Machine learning learned with Pokemon

Introduction

Last month, Pokemon Sword Shield was released. By the way, have you ever played Pokemon? As anyone who has played Pokemon knows, Pokemon has stats consisting of HP, Kogeki, Bougyo, Tokukou, Tokubo, and Quickness. It can be said that the higher the ability value of a Pokemon, the stronger the Pokemon. The ability value is calculated from three values: race value, individual value, and effort value. (The calculation formula is written below) ** Race value ** is the value given for each type of Pokemon. ** Individual value ** is a value given to each individual. It shows that the same Pokemon has different strengths. ** Effort value ** is an acquired value. The individual value is determined at birth, while the effort value can be increased by battle.

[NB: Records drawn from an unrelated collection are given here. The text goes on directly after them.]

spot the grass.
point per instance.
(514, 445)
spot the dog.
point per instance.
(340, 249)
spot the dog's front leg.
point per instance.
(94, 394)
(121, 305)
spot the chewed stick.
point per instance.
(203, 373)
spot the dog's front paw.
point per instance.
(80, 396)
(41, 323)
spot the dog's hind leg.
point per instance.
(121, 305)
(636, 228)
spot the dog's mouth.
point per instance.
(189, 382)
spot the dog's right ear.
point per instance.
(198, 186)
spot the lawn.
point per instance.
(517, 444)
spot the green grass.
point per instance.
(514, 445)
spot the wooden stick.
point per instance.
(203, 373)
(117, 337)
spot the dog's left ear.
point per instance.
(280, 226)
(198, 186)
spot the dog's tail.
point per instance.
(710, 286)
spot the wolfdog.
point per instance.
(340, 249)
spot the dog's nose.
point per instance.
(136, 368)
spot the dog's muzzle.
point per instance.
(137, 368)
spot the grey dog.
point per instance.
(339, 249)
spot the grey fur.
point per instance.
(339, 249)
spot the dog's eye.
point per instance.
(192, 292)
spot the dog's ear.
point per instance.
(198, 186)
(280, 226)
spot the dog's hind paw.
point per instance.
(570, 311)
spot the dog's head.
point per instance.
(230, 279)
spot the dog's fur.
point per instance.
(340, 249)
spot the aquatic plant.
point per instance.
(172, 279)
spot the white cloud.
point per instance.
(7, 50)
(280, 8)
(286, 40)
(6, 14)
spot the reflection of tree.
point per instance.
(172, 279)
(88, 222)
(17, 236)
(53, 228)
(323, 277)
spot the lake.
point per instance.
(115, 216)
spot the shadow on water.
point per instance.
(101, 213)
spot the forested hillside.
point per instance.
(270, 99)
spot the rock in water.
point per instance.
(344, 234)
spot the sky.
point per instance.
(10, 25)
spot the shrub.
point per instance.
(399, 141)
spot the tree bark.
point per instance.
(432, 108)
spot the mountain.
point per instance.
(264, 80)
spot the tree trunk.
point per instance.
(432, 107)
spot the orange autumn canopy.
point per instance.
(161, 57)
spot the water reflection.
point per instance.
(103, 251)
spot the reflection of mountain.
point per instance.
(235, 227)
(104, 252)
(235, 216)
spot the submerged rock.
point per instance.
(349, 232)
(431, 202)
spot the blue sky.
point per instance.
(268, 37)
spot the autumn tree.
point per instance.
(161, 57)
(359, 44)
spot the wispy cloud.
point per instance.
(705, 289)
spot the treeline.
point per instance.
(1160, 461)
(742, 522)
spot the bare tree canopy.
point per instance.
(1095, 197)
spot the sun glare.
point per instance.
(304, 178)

This time, I would like to judge the type of Pokemon from the race value with python.

</ span> ・ HP ability value = (race value x 2 + individual value + effort value ÷ 4) x level ÷ 100 + level + 10 ・ Ability score other than HP = (race value x 2 + individual value + effort value ÷ 4) x level ÷ 100 + 5} x personality correction

Development environment

--CPU: 8th Generation 1.4GHz Quad Core Intel Core i5 Processor

OS: macOS
Visual Studio Code
Python 3.7.3 64-bit (base: conda)

First thing I did

When I searched for "Pokemon Machine Learning", there was a site that was doing something similar, so I used it as a reference. https://www.hands-lab.com/tech/entry/3991.html On this site, I was trying to determine whether it was a water type from the race value, so I implemented it with copy and paste for the time being. I thought it was a success because it was judged with an accuracy of ** 85.3% **, but in reality, only "Lucky" and "Blissey", which are not water types, were judged to be water types.

Now let's sort out the situation. There are 909 types of Pokemon, and 123 types of water-type Pokemon. There are 785 types of Pokemon that are not water type. Here, let's assume a model that determines that it is not a water type no matter what race value is entered. The correct answer rate for this model is 785/909 x 100 = ** 86.5 [%] **.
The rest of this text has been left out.